Introduction to PySpark Part 1 – Creating DataFrames and Reading Data from Files

This is the first part in a series I’m putting together as an introduction to PySpark. I find myself looking up a lot as reference so I’ve put this together as a kind of cheatsheet for myself and hopefully it helps others too.

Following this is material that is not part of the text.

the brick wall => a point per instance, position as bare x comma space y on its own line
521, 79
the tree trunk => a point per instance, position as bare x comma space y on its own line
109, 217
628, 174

The other parts of this blog post series can be found here:

The entire table of contents across these posts is here:

Part 1 – Creating DataFrames and Reading Data from Files
- Creating a DataFrame
- Reading CSV Files as DataFrames
- Reading JSON Files as DataFrames
- Reading Parquet Files as DataFrames
- Reading Data from a SQL DB
Part 2 – Selecting, Filtering and Sorting Data
- Selecting Columns
- Filtering Rows
  - Chaining Conditions
  - String Matching
  - Matching against a list
  - Not (~)
  - Filtering on Nulls
  - Dropping Duplicates
- Sorting Data
Part 3 – Adding, Updating and Removing Columns
- Adding Columns
  - Summing Two Columns
  - expr for Cumulative Sum
  - Other Arithmetic Operators
  - String Concatenation
- Updating Columns
  - Renaming Columns
  - Casting Columns
  - When…Otherwise
  - UDFs
  - Filling Nulls
- Removing Columns
Part 4 – Summarising Data
- Summary Statistics (Describe)
- Getting Column max, min, mean, stdev
- Getting Column quantiles
- Counting Rows and Distinct values
Part 5 – Aggregating Data
- GroupBy
- Pivot
- Windowing
- Time Series Aggregation
- Aggregation
- Windowing
- Joining DataFrames
- Concatenating DataFrames using Union

Creating a DataFrame

Processing of data on Spark is done using a data structure known as a DataFrame and a python API is provided for interacting with these data structures – PySpark. Those familiar with pandas and R will be comfortable working with DataFrames though there are some differences. For example, unlike a pandas DataFrame, you don’t have an index of rows as well as columns that you can access to select particular rows as Series objects. However, like a pandas DataFrame, we can index on column names and each column must be of a single data type.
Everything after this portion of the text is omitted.